2.1. In premessa il Collegio evidenzia che, seppure l’articolo 603, comma 3 bis, cod. proc. pen., preveda l’obbligo di rinnovazione dell’istruttoria «nel caso di appello del publico ministero contro una sentenza di proscioglimento per motivi attinenti alla valutazione della prova dichiarativa», questa Corte ha ritenuto che «il giudice di appello che riformi, anche su impugnazione della sola parte civile e ai soli effetti civili, la sentenza assolutoria di primo grado sulla base di un diverso apprezzamento dell’attendibilità di una prova dichiarativa ritenuta decisiva, è obbligato a rinnovare, anche d’ufficio, l’istruzione dibattimentale» (Sez. U, n. 22065 del 28/01/2021, COGNOME, Rv. 281228- 01; Sez.
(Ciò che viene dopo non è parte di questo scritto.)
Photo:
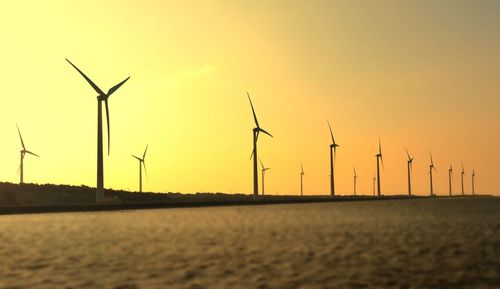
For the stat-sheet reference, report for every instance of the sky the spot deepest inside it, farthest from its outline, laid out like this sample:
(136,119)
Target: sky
(421,75)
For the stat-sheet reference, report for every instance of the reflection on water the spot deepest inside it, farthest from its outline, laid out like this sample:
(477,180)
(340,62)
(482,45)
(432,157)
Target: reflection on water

U, n. 27620 del 28/04/2016, Dasgupta, Rv. 267409; Sez. 5, n. 15259 del 18/02/2020, COGNOME, Rv. 279255 – 01; Sez. 5, n. 15259 del 18/02/2020, Rv. 279255 – 01; Sez. 5, n. 32854 del 15/04/2019, COGNOME, Rv. 277000 – 01), precisando in motivazione che la disposizione dell’art. 603, comma 3 -bis cod. proc. pen., introdotta dalla legge 23 giugno 2017, n. 103, pur prescrivendo l’obbligo di rinnovazione istruttoria nel giudizio d’appello se celebrato su impugnazione del pubblico ministero, non ha inteso escludere la sussistenza di un identico obbligo nel caso di impugnazione della sola parte civile e che tale interpretazione corrisponde al principio di ragionevolezza delle scelte normative che ispira l’art. 3 della Costituzione.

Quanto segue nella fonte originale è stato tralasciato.